The US Dollar (USD) is, broadly speaking, moderately strong after last night’s FOMC statement and press conference. The statement was largely as expected, but the press conference turned into a kind of ‘rate protest’ from the Federal Reserve. Here, Fed Chairman Jerome Powell was working on a new script and emphasizing that a rate cut in December is not a ‘foregone conclusion’. Chris Turner, FX analyst at ING, says the price for a 25bp December rate cut has fallen from almost 100% to 70%.
Selling USD becomes tougher due to Fed communication
“The Fed will now argue that the 70% chance is still too high. Learning that the policy rate was not on a slippery path to the 3.00/3.25% area, investors paid off the short-end of the US rate curve and took about 10bp from the expected easing cycle. A bearish flattening of the curve was most felt against the low yielding currencies of the Swiss franc and the yen, while commodity FX were slightly more untouched. “On the back of improving trade relations between the US and China, a one-year delay in Chinese export controls on rare earths looks like a big win for global supply chains.”

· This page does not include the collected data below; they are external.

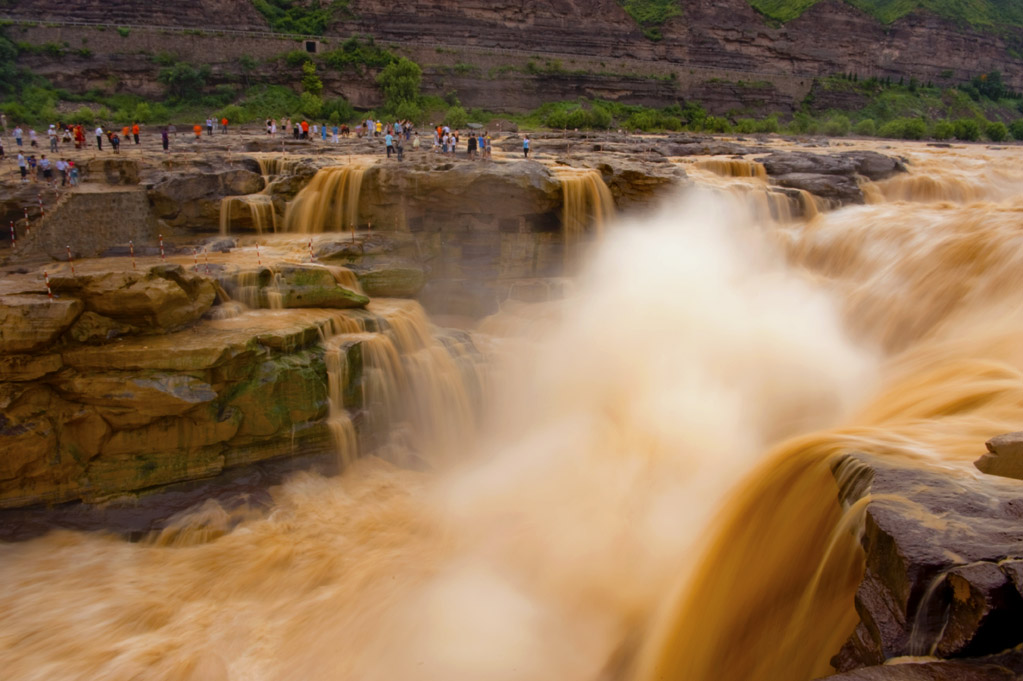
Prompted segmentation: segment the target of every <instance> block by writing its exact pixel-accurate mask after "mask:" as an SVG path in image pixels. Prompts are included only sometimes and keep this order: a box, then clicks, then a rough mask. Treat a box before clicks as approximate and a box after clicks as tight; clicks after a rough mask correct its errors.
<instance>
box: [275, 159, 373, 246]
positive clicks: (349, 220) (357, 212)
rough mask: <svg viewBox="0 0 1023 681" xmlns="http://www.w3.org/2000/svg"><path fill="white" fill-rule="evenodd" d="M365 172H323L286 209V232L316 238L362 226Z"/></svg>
mask: <svg viewBox="0 0 1023 681" xmlns="http://www.w3.org/2000/svg"><path fill="white" fill-rule="evenodd" d="M365 172H366V169H365V167H363V166H359V165H348V166H335V167H331V168H322V169H320V170H319V171H318V172H317V173H316V175H315V176H314V177H313V179H312V181H311V182H310V183H309V184H308V185H306V186H305V187H304V188H303V189H302V191H300V192H299V194H298V195H297V196H296V197H295V200H293V201H292V202H291V203H288V206H287V212H286V213H285V214H284V230H285V231H288V232H303V233H311V234H316V233H320V232H344V231H349V230H354V229H355V228H356V227H358V226H359V196H360V195H361V192H362V179H363V176H364V175H365Z"/></svg>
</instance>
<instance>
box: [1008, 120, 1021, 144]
mask: <svg viewBox="0 0 1023 681" xmlns="http://www.w3.org/2000/svg"><path fill="white" fill-rule="evenodd" d="M1009 132H1010V133H1012V135H1013V139H1017V140H1023V119H1016V120H1015V121H1013V122H1012V123H1010V124H1009Z"/></svg>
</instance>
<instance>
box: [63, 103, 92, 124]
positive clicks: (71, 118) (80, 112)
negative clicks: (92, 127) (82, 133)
mask: <svg viewBox="0 0 1023 681" xmlns="http://www.w3.org/2000/svg"><path fill="white" fill-rule="evenodd" d="M69 120H70V121H71V122H72V123H75V124H79V125H83V126H91V125H93V124H94V123H95V122H96V115H95V112H93V110H92V109H91V108H89V107H88V106H79V107H78V110H77V111H75V112H74V113H72V115H71V117H70V118H69Z"/></svg>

“Interestingly, US equities have bid relatively well, which suggests that the AI corporate earnings story, rather than the Fed’s dovishness, is the main driver of this year’s narrow but impressive gains in the S&P 500. Overnight, Meta, Alphabet and MSFT produced mixed results – although top-line revenues appear to be delivering. Moving back to the Fed, it looks like a December rate cut is now in the balance. More on central bank inflation Sounds relaxed, but equally, the jobless claim that data from the state level is telling the Fed that the employment situation is not getting worse and that consumption and business investment are performing well now seems to be the case as to whether or not the neutral policy rate is closer to 3.00% to 4.00%. Powell characterized this as strongly differing views on the future path of the policy rate.
“Last night’s Fed communication makes it harder to sell the dollar now. We will need to see some really soft US jobs data to solidify the idea of a 75bp easing from the central bank next summer. Otherwise, the 25bp price could easily break out of that cycle. Apart from the weekly jobless claims data today, the ongoing shutdown means the US data calendar is quiet. Expect the dollar to remain bid up, especially the yen. “Comparedly, while the Bank of Japan is in no rush to tighten policy – appears to need more data on wage talks and food inflation before hiking again, 155 is a risk here, looks like it could remain in the top half of the 98-100 trading range for some time.”